The Arbeni Council (Kuvendi i Arbënit) was a synod of the Catholic Church held in Mërqia, three kilometers north of present-day Lezhë, on 14–15 January 1703, to affirm the position of the Catholic Church in Albania and to stem the tide of conversions to Islam.

== Overview ==
The conference was organized during the reign of Pope Clement XI Albani (r. 1700–1721), himself of Albanian origin, and was held under the direction and in the presence of the Croatian archbishop Vincentius Zmajevich (1670–1745) of Bar, who was “apostolic visitor” of Albania, Serbia, and Macedonia. The council was attended by about 200 Catholic dignitaries to discuss the state of the Church, prevent further conversions to Islam, and settle serious property disputes among the various parishes. Both the opening speech by Zmajevich and the resolutions taken by the council were made in Albanian.
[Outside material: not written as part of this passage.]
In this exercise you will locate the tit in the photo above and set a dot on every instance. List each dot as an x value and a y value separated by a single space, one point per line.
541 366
The records of the meeting, which are of historical, linguistic, and ecclesiastical significance, were sent to Rome for papal inspection and published in Albanian and Latin by the Propaganda Fide in 1706, with the assistance of Francesco Maria Da Lecce O.F.M. They constitute an important source of our knowledge of the language of northern Albania in the early 18th century.

==Later Councils==
In 1871 Archbishop of Antivar and Scutari, Carlo Pooten organised a second Albanian council. The third Albanian council was held in 1895.